Leaving aside the controversy involving the biggest public health insurance provider and a new round of doctor strikes looming on the horizon, the public health insurance system in the Czech Republic is quite a generous one. But unlike some other EU countries, this generosity does not extend to everyone who lives and pays taxes here. Almost 100 thousand foreigners living in this country have no access to public insurance, and in some cases are denied insurance all together. A number of NGOs have been campaigning to include these people in the public insurance scheme, which would ensure better health standards and more money for the state.
In addition to Czech citizens, EU citizens, and foreigners from outside of the EU with permanent residency in this country have access to public health insurance, which covers a large portion of healthcare expenses. Even those foreigners who do not have permanent residency permits, but are legally employed, automatically contribute to public health insurance. Yet, their families have no access to it. Additionally, self-employed foreigners and their families, foreign students, as well as husbands and wives of Czech citizens, who may spend up to two years on temporary spousal visas, have to rely on private health insurance.

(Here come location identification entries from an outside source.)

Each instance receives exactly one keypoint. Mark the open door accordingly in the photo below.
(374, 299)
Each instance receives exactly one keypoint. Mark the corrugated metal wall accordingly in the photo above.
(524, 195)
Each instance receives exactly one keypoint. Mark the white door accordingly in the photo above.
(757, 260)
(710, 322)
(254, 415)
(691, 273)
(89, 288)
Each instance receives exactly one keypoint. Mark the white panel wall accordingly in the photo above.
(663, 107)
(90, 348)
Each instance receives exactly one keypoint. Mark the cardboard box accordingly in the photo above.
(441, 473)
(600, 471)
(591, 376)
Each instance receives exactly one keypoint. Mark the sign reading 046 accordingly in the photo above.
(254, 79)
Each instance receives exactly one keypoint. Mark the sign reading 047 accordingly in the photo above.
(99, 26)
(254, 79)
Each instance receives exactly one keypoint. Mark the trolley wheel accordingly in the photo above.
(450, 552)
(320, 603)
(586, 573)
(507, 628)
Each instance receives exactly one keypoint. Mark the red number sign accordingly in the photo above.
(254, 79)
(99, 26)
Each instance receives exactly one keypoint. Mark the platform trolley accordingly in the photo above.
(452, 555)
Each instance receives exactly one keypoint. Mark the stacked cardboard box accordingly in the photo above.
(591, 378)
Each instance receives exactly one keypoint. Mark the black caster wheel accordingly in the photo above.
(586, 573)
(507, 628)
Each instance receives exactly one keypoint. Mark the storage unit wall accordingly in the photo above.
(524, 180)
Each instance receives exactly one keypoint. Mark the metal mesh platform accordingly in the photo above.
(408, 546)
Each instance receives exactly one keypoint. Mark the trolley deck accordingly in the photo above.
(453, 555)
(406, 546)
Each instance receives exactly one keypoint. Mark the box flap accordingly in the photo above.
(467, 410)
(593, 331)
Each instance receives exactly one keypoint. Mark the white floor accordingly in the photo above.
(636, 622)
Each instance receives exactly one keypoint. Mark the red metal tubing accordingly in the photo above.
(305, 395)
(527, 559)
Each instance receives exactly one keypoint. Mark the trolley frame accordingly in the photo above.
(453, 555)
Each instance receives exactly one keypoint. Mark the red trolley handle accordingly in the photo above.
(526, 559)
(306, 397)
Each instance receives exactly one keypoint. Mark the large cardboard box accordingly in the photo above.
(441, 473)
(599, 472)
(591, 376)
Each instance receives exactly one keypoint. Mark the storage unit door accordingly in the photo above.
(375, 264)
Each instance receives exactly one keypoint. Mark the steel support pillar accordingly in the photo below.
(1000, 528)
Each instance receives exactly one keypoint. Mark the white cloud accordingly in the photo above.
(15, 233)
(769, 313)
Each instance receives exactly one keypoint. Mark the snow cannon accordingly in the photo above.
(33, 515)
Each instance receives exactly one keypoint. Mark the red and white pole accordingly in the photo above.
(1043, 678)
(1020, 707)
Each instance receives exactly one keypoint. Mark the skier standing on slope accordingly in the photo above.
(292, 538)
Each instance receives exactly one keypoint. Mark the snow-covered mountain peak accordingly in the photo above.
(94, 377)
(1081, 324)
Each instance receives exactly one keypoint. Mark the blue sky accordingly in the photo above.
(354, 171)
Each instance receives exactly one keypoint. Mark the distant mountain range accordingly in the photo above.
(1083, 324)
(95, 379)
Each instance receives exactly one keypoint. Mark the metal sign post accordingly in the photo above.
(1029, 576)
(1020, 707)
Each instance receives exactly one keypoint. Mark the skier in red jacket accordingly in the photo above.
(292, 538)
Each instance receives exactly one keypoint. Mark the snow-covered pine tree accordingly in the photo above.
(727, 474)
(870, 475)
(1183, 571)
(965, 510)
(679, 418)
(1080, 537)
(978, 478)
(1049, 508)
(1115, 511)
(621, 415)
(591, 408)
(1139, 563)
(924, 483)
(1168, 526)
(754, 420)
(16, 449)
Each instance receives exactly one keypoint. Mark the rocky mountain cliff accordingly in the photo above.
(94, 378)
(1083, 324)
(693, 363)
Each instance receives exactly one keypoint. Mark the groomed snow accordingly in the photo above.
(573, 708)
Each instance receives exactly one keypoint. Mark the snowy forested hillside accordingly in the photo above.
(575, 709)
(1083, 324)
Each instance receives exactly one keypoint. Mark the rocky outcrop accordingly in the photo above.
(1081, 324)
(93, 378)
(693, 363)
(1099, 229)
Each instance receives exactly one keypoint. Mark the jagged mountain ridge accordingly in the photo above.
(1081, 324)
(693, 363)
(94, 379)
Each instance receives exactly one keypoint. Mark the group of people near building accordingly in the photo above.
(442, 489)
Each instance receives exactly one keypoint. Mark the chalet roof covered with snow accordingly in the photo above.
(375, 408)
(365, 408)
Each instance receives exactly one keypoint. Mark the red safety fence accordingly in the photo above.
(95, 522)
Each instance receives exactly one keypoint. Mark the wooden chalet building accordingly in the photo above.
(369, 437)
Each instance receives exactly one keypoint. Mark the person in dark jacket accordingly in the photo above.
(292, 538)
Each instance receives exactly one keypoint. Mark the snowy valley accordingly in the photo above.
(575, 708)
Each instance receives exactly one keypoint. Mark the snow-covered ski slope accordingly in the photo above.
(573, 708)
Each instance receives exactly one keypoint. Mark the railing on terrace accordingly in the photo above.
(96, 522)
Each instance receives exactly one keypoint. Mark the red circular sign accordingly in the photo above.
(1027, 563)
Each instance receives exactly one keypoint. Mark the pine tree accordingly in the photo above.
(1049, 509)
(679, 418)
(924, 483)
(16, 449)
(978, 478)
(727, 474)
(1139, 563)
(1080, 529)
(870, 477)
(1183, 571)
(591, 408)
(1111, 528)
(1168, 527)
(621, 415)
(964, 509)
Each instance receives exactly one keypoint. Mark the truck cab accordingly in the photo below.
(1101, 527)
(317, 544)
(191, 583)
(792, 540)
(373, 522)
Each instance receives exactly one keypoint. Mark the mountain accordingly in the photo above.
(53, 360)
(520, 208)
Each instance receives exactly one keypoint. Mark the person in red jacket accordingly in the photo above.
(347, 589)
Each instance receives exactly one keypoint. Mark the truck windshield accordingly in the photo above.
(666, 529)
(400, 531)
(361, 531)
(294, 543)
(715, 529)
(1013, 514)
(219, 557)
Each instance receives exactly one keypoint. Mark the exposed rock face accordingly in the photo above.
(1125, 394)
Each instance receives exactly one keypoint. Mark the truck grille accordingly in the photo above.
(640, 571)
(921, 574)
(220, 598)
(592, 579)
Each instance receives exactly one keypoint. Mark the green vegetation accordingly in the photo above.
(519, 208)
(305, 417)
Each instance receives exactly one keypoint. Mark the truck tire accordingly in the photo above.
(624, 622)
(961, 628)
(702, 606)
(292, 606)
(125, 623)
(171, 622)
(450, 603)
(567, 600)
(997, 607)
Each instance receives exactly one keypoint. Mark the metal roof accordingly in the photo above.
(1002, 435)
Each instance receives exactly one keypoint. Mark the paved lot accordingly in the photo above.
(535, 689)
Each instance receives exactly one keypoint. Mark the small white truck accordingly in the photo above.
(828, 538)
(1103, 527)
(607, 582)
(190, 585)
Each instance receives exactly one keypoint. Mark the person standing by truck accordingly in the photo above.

Elena Tulupova, coordinator of the Consortium of Migrant Assisting NGOs in the Czech Republic which is leading the campaign for wider access to public insurance for foreigners, told me about the main problems with this type of insurance.
“Private insurance, first of all, does not have the same extent of coverage as public health insurance. Unfortunately, in practice, our clients are also often faced with situations where they were provided with healthcare, but their insurer refuses to cover it, even though it was in their contract.
“It’s a big problem for children whose parents are from outside of the EU and who were born on the territory of the Czech Republic. In case of problems during the birth or if the child has an illness, private insurers may not even be willing to ensure them. This can result in huge debts and even possible bankruptcy for the family.”
The problem is that private health insurance is not regulated by the same laws as public insurance. Although doctors are required by law to provided treatment to anyone in need, private insurance companies can deny payment on the basis of, for example, pre-existing conditions, even if none were declared during initial screenings. All foreigners residing in the Czech Republic are required by law to have a health insurance plan, but private insurance companies can deny contracts without any particular reason.
Robert Kareš, CEO of the private branch of VZP, the biggest public healthcare insurance company, does not feel that including more foreigners in the public health insurance scheme would help this matter.
“The existing scope of [private] insurance has some limits. Our parent company, the biggest public insurance provider [VZP] made a study according to which if all foreigners were transferred from private health insurance to public health insurance, the negative effect on the state budget would be around 10 billion Czech crowns. So my position is to settle all of those problems, including those concerning newborns with the new bill.”
The bill Mr Kareš is referring to is still in the very early stages of development. And although it may in the end stipulate that private insurance companies will be required by law to insure any foreigner without public insurance, it is not clear if it will pass through Parliament, since efforts to pass similar legislation have failed a number of times in the past. Usually they run up against the economic interests, but Ms Tulupova sees a more veiled reason behind this:
“It has been quite openly said that there is a strong lobby of private insurance companies who are trying to resist this change, because this group of people is very profitable insurance companies.”
In fact, representatives of NGOs and healthcare advocates have carried out their own analyses, showing that state coffers would actually profit from a move to wider access to public health insurance, since more than half of the foreigners living in this country, who would be paying for health insurance, are of productive age and average spending for their healthcare needs is at least 1,000 crowns less per year than for an average Czech in the same age group. And in addition to the business side of it, making sure that children of foreigners get maximum, burden-free healthcare coverage will also help the Czech state adhere to important international agreements such as the Convention on the Rights of the Child.